Debian stretch on the Raspberry Pi 3 (2016-11-24)

The last couple of days, I worked on getting Debian to run on the Raspberry Pi 3.

Thanks to the work of many talented people, the Linux kernel in version 4.8 is _almost_ ready to run on the Raspberry Pi 3. The only missing thing is the bcm2835 MMC driver, which is required to read the root file system from the SD card. I’ve asked our maintainers to include the patch for the time being.

Aside from the kernel, one also needs a working bootloader, hence I used Ubuntu’s linux-firmware-raspi2 package and uploaded the linux-firmware-raspi3 package to Debian. The package is currently in the NEW queue and needs to be accepted by ftp-master before entering Debian.

The most popular method of providing a Linux distribution for the Raspberry Pi is to provide an image that can be written to an SD card. I made two little changes to vmdebootstrap (#845439, #845526) which make it easier to create such an image.

The Debian wiki page https://wiki.debian.org/RaspberryPi3 describes the current state of affairs and should be updated, as this blog post will not be updated.
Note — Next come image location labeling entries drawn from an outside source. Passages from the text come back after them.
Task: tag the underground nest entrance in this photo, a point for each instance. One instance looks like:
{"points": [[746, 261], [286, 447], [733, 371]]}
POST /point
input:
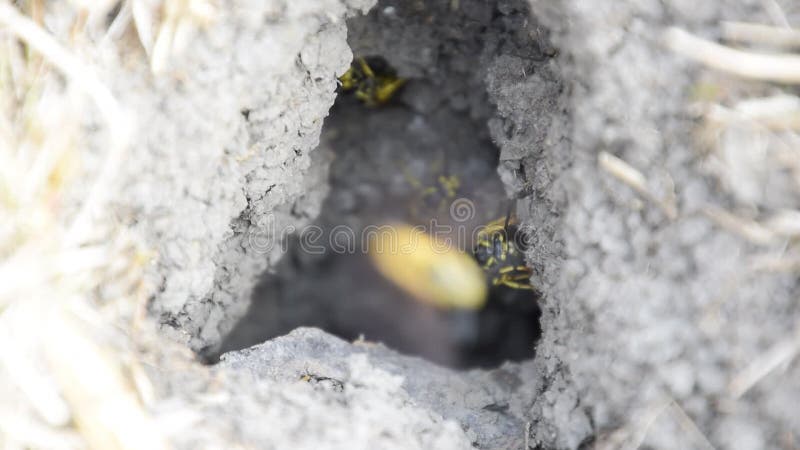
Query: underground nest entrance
{"points": [[409, 145]]}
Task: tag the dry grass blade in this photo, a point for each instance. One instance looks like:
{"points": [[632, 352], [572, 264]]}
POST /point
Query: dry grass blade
{"points": [[748, 229], [105, 404], [634, 434], [781, 353], [80, 75], [627, 174], [775, 113], [781, 68], [767, 35]]}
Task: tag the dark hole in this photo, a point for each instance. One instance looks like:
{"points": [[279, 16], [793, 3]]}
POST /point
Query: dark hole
{"points": [[392, 164]]}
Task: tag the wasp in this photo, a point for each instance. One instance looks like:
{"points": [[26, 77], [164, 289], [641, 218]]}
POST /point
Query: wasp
{"points": [[501, 256], [372, 80], [430, 270]]}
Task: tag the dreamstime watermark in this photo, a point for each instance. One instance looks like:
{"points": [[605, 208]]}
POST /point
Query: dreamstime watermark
{"points": [[384, 238]]}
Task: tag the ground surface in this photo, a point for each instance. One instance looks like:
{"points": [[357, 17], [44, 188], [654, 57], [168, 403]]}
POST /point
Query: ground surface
{"points": [[651, 315]]}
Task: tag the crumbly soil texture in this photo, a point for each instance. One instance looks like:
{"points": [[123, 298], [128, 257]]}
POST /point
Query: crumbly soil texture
{"points": [[648, 316], [389, 164]]}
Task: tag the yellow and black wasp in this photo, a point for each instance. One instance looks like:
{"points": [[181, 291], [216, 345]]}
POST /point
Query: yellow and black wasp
{"points": [[501, 254], [372, 80]]}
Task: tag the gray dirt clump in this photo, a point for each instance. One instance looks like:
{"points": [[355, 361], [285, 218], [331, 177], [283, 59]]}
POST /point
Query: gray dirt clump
{"points": [[224, 156], [649, 319], [652, 312]]}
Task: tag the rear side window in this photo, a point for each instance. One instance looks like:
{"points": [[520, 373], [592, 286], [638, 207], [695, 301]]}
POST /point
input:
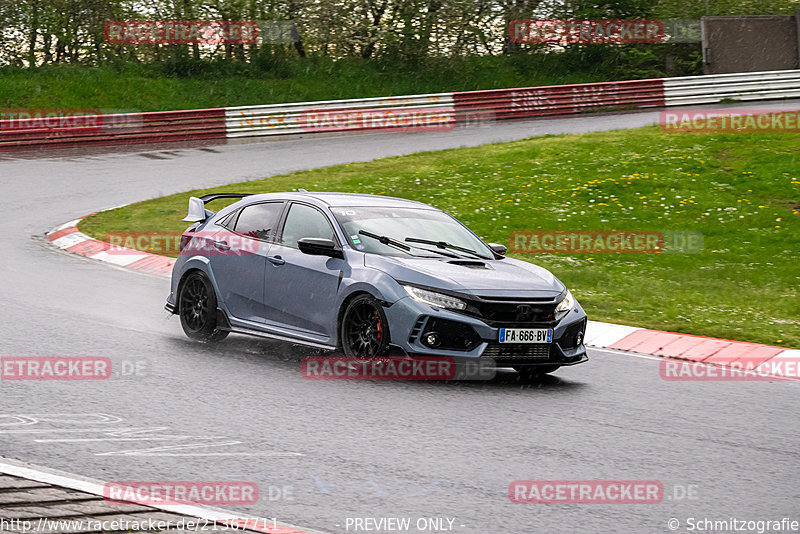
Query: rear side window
{"points": [[305, 221], [259, 221]]}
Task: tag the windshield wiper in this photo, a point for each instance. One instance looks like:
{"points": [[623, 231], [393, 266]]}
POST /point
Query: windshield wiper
{"points": [[445, 244], [385, 240]]}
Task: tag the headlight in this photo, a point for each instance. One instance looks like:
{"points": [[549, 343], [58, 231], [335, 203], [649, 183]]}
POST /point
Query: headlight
{"points": [[566, 304], [435, 299]]}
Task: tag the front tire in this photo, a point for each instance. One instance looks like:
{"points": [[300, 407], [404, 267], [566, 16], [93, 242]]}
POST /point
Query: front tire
{"points": [[197, 305], [364, 330]]}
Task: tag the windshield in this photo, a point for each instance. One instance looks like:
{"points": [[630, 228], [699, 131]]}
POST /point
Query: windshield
{"points": [[400, 224]]}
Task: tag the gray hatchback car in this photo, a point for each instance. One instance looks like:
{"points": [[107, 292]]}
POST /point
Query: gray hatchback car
{"points": [[368, 276]]}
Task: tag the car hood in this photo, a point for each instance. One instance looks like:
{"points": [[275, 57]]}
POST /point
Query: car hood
{"points": [[506, 277]]}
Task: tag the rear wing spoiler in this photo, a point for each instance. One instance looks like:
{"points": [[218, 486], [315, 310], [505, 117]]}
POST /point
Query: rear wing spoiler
{"points": [[197, 206]]}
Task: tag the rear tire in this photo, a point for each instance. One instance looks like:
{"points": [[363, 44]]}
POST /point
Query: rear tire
{"points": [[197, 307]]}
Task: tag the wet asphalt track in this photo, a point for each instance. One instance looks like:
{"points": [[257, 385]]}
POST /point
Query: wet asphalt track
{"points": [[241, 410]]}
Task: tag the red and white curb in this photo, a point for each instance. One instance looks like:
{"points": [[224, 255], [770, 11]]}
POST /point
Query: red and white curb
{"points": [[96, 487], [688, 347]]}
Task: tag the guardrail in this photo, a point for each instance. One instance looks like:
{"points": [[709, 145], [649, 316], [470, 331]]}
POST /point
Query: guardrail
{"points": [[37, 129], [431, 112], [741, 86]]}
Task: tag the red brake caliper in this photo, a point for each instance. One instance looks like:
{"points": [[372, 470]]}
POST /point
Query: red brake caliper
{"points": [[378, 325]]}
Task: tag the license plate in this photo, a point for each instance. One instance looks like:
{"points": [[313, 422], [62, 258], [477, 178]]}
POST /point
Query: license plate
{"points": [[526, 335]]}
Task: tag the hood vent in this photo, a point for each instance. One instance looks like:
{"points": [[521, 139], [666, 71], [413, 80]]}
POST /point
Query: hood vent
{"points": [[472, 264]]}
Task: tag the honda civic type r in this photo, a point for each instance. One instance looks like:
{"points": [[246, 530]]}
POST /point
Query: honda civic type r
{"points": [[369, 276]]}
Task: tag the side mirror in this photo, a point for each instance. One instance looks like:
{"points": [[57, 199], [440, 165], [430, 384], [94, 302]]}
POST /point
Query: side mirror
{"points": [[498, 249], [317, 246]]}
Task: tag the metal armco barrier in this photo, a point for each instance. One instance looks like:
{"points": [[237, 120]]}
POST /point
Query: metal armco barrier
{"points": [[557, 99], [113, 129], [417, 112], [431, 112], [744, 86]]}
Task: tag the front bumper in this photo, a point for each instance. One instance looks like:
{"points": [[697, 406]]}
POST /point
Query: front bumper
{"points": [[408, 319]]}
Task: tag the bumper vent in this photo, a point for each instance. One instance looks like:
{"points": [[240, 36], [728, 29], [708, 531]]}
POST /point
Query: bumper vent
{"points": [[499, 351]]}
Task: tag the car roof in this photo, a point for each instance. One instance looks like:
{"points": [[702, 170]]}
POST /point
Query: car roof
{"points": [[332, 199]]}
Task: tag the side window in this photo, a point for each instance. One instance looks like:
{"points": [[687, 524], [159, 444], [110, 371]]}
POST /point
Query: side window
{"points": [[305, 221], [259, 220]]}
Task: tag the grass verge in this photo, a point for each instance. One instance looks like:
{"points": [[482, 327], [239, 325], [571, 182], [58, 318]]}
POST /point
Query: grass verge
{"points": [[741, 190]]}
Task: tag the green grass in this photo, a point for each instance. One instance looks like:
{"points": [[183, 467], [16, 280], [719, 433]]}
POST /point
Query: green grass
{"points": [[742, 191], [156, 88]]}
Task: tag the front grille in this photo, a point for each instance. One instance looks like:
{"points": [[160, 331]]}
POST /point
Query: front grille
{"points": [[503, 351], [506, 312]]}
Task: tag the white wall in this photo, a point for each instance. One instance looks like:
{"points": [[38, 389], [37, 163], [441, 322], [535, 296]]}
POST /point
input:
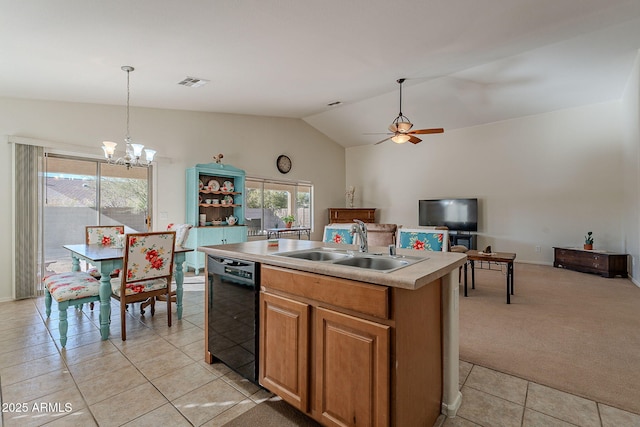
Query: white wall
{"points": [[542, 180], [182, 140], [631, 220]]}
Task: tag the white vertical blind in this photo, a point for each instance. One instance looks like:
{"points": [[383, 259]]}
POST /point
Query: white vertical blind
{"points": [[28, 161]]}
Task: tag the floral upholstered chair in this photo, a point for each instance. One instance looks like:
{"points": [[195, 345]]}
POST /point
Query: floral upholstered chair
{"points": [[73, 288], [339, 233], [182, 234], [423, 239], [146, 273]]}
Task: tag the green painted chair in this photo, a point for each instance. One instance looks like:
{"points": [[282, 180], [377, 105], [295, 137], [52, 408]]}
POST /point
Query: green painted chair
{"points": [[72, 288]]}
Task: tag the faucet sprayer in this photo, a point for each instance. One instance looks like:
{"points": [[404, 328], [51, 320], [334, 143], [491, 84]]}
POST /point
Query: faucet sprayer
{"points": [[361, 229]]}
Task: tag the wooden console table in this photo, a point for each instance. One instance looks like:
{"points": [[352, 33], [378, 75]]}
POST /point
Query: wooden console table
{"points": [[606, 264]]}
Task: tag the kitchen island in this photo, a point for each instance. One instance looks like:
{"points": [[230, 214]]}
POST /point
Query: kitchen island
{"points": [[355, 346]]}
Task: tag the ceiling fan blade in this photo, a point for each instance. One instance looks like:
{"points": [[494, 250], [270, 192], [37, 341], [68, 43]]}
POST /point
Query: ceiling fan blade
{"points": [[424, 131]]}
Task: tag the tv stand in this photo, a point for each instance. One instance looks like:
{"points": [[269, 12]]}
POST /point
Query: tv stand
{"points": [[463, 238]]}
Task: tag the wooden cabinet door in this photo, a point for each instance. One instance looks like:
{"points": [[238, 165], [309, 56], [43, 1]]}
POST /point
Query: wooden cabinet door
{"points": [[284, 348], [352, 370]]}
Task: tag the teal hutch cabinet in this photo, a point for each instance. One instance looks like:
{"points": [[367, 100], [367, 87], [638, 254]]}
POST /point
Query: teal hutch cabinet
{"points": [[215, 191]]}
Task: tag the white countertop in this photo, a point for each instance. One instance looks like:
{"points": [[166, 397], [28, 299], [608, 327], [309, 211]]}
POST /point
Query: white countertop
{"points": [[436, 264]]}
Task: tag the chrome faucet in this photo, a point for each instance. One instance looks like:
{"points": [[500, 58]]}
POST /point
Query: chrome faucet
{"points": [[361, 229]]}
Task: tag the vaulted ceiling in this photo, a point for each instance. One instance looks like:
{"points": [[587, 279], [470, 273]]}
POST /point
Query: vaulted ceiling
{"points": [[467, 62]]}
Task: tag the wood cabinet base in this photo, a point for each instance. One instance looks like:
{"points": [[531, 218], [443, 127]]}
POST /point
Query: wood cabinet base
{"points": [[357, 355]]}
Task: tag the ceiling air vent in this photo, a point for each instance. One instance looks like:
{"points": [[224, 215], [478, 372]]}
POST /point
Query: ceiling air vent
{"points": [[193, 82]]}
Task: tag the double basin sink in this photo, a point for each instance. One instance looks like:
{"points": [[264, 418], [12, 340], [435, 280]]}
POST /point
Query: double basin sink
{"points": [[366, 260]]}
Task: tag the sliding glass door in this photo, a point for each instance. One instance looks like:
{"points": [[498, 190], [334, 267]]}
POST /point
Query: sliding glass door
{"points": [[80, 192]]}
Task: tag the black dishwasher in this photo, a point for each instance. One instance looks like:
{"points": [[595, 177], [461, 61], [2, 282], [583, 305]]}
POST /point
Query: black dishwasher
{"points": [[232, 314]]}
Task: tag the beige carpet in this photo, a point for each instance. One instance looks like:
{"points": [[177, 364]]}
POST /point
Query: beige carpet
{"points": [[576, 332]]}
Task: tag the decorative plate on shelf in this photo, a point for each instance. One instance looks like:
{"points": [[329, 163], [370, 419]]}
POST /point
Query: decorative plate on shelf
{"points": [[227, 186]]}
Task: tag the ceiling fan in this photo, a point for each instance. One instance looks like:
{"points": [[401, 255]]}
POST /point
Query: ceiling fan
{"points": [[401, 127]]}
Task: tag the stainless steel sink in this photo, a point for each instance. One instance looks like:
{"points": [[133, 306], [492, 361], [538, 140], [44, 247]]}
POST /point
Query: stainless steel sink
{"points": [[347, 258], [373, 263]]}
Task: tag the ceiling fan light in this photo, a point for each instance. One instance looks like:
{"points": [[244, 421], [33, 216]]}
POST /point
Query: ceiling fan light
{"points": [[109, 148], [137, 149], [149, 154], [400, 138], [404, 126]]}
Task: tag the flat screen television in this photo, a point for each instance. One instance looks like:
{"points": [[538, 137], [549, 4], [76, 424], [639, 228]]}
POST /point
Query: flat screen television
{"points": [[455, 214]]}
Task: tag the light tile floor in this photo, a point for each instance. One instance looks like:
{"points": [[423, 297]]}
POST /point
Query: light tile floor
{"points": [[159, 377]]}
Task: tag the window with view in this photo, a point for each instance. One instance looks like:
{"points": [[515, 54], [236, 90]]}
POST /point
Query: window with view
{"points": [[80, 192], [268, 203]]}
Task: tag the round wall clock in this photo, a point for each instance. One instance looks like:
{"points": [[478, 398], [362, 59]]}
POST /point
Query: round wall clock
{"points": [[283, 163]]}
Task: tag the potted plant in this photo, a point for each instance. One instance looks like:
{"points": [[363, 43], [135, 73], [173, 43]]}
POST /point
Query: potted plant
{"points": [[288, 220], [588, 241]]}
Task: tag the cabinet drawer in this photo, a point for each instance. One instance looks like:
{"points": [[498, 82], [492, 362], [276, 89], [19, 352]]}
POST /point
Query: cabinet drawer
{"points": [[361, 297]]}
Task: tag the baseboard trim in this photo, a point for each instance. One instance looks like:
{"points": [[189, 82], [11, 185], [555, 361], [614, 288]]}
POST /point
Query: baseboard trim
{"points": [[450, 409]]}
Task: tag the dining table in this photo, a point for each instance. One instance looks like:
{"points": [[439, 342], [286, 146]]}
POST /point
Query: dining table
{"points": [[106, 259]]}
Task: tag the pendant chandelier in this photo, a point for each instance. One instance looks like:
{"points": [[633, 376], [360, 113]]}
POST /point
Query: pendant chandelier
{"points": [[133, 152]]}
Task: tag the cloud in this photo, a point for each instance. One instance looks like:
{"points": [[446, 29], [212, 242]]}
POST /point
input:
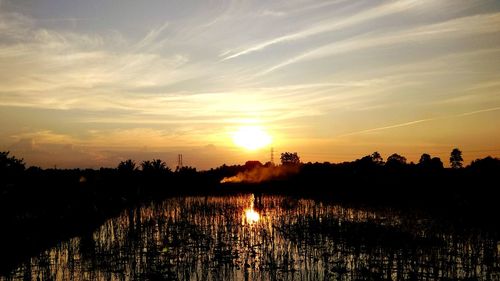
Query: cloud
{"points": [[415, 122], [330, 26], [456, 28]]}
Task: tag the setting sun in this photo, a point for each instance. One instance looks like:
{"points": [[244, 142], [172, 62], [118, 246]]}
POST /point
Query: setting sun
{"points": [[251, 137]]}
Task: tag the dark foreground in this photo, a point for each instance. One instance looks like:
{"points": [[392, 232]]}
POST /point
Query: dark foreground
{"points": [[434, 213], [248, 237]]}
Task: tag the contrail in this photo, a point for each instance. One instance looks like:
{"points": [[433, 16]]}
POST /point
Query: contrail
{"points": [[421, 121], [389, 127]]}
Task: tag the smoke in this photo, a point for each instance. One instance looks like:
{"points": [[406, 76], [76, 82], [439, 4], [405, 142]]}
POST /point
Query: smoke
{"points": [[261, 174]]}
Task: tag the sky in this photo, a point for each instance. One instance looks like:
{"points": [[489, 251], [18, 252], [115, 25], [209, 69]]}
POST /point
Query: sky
{"points": [[90, 83]]}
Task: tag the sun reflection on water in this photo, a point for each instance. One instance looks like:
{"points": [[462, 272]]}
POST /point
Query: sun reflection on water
{"points": [[250, 216]]}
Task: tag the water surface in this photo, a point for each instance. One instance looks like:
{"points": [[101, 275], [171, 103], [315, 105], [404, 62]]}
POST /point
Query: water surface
{"points": [[267, 238]]}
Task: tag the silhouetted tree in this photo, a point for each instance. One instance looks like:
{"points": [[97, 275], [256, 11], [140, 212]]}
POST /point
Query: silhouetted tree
{"points": [[10, 166], [377, 158], [425, 159], [155, 166], [486, 165], [289, 158], [395, 160], [456, 158]]}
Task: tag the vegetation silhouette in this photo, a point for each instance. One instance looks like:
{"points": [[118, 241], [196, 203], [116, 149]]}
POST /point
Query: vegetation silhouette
{"points": [[456, 158], [39, 207]]}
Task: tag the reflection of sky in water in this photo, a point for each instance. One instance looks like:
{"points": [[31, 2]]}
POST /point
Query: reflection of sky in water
{"points": [[265, 238], [250, 215]]}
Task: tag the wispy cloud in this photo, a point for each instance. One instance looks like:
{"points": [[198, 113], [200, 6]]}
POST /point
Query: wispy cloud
{"points": [[462, 27], [415, 122], [330, 26]]}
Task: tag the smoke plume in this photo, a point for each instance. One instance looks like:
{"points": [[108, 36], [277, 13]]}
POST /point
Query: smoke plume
{"points": [[262, 174]]}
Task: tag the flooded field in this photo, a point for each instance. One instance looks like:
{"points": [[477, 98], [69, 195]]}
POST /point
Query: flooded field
{"points": [[267, 238]]}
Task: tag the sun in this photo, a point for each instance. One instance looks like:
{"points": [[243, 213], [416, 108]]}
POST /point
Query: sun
{"points": [[251, 137]]}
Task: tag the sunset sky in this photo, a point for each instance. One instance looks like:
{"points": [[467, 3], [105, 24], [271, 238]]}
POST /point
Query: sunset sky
{"points": [[88, 83]]}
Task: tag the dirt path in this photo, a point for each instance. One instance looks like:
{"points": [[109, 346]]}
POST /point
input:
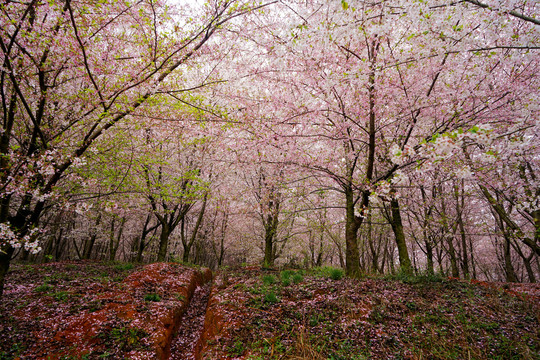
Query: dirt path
{"points": [[191, 326]]}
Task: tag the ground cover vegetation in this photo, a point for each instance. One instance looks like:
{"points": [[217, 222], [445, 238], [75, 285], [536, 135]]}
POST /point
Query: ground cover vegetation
{"points": [[98, 310], [395, 138]]}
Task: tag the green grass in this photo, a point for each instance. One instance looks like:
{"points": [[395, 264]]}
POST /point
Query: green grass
{"points": [[152, 297]]}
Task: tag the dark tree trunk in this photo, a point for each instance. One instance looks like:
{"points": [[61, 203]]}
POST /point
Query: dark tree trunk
{"points": [[352, 256], [5, 261], [163, 242], [397, 227]]}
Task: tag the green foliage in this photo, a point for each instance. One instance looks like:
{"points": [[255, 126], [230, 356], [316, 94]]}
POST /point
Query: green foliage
{"points": [[152, 297], [414, 279], [127, 338]]}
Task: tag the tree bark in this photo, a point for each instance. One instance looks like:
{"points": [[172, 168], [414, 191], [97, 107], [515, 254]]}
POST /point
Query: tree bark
{"points": [[352, 256], [397, 227]]}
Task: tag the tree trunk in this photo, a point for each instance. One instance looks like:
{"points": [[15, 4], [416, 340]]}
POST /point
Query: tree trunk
{"points": [[453, 260], [5, 261], [459, 211], [352, 257], [163, 242], [269, 246], [397, 227], [508, 267], [429, 254]]}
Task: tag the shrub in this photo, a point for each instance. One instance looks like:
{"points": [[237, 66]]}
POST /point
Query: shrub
{"points": [[329, 272]]}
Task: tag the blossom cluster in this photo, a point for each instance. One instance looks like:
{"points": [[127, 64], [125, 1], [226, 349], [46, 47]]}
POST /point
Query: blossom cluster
{"points": [[29, 241], [398, 156]]}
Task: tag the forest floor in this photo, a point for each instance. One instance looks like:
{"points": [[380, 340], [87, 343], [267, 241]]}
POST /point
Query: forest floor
{"points": [[91, 310]]}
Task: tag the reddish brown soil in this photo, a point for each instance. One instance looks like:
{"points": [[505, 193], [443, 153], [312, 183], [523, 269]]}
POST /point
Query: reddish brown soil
{"points": [[184, 344], [320, 318], [106, 316]]}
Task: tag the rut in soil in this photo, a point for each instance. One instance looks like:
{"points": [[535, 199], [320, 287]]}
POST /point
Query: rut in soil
{"points": [[191, 325]]}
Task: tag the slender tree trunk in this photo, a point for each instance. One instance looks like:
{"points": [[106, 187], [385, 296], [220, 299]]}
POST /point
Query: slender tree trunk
{"points": [[269, 245], [352, 257], [187, 247], [5, 261], [508, 266], [163, 242], [473, 261], [453, 259], [397, 227], [115, 244], [459, 210], [89, 243], [429, 255]]}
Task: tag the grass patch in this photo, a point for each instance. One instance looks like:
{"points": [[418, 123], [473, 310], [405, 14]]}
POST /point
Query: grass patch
{"points": [[43, 288], [152, 297], [269, 279], [124, 266]]}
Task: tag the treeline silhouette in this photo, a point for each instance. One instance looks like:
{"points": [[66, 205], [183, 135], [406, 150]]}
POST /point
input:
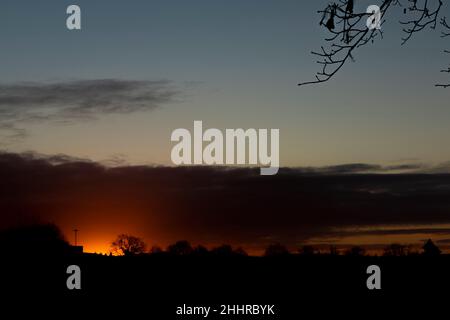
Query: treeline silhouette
{"points": [[47, 239]]}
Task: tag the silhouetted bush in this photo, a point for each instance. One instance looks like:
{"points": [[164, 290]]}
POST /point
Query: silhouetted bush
{"points": [[430, 249], [128, 245], [276, 249]]}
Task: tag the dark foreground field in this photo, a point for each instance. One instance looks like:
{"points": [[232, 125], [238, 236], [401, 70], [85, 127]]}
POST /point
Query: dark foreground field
{"points": [[157, 285]]}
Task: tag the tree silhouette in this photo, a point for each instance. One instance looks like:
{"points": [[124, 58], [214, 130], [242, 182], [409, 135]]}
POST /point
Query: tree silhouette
{"points": [[276, 249], [180, 248], [128, 245], [349, 30], [430, 249], [307, 250]]}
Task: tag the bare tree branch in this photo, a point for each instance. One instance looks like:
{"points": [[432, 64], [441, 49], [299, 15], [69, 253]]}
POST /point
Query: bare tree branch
{"points": [[423, 17], [349, 31]]}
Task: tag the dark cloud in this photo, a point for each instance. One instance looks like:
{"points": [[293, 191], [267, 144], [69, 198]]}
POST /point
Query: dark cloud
{"points": [[362, 168], [207, 204], [72, 100], [390, 231]]}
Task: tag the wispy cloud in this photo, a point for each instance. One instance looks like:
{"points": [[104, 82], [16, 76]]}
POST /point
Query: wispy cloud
{"points": [[74, 100]]}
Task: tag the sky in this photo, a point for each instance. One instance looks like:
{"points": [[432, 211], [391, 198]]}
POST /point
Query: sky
{"points": [[113, 92], [232, 64]]}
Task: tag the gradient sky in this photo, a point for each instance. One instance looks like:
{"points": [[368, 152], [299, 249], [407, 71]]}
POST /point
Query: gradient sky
{"points": [[230, 64], [236, 64]]}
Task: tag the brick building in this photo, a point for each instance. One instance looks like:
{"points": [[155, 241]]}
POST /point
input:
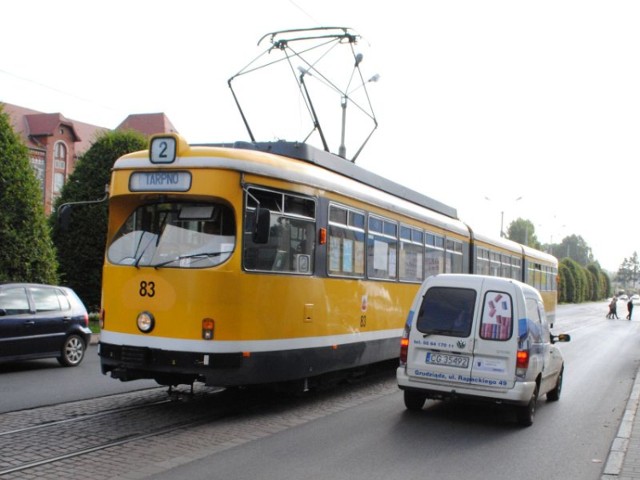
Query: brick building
{"points": [[55, 142]]}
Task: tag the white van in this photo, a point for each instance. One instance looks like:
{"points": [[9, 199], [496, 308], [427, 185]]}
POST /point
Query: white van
{"points": [[479, 337]]}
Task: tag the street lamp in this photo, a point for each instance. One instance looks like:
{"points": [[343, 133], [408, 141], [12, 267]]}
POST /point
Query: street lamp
{"points": [[502, 234]]}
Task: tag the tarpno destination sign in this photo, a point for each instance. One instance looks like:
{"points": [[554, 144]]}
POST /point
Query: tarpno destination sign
{"points": [[164, 181]]}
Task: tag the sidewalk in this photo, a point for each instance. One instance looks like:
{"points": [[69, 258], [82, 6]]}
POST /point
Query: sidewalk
{"points": [[623, 462]]}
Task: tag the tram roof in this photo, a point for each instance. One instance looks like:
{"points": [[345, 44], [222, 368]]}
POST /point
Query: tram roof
{"points": [[329, 161]]}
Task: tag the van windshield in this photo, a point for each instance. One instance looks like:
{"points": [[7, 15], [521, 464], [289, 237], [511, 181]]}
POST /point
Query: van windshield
{"points": [[447, 311], [175, 235]]}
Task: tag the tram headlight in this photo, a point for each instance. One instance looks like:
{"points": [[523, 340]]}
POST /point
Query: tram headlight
{"points": [[208, 325], [145, 322]]}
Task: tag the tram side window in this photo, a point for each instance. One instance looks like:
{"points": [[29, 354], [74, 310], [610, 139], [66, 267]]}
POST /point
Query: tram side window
{"points": [[482, 261], [434, 254], [382, 245], [346, 241], [494, 264], [506, 266], [516, 270], [454, 256], [292, 230], [411, 254]]}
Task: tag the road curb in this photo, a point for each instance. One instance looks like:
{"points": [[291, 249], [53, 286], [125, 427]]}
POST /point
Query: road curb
{"points": [[620, 444]]}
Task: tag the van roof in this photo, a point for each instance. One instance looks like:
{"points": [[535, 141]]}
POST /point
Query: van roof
{"points": [[462, 279]]}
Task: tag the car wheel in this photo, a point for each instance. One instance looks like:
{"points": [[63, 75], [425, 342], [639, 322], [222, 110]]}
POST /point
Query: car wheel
{"points": [[526, 413], [554, 395], [72, 351], [414, 401]]}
As a preview version (i.e. unofficial, unsupported, etc.) until all the necessary bits and pieces are in place to build images in a proper place in Debian, I built and uploaded the resulting image. Find it at https://people.debian.org/~stapelberg/raspberrypi3/. To install the image, insert the SD card into your computer (I’m assuming it’s available as /dev/sdb) and copy the image onto it:

$ wget https://people.debian.org/~stapelberg/raspberrypi3/2016-11-24-raspberry-pi-3-stretch-PREVIEW.img
$ sudo dd if=2016-11-24-raspberry-pi-3-stretch-PREVIEW.img of=/dev/sdb bs=5M

I hope this initial work on getting Debian booted will motivate other people to contribute little improvements here and there. A list of current limitations and potential improvements can be found on the RaspberryPi3 Debian wiki page.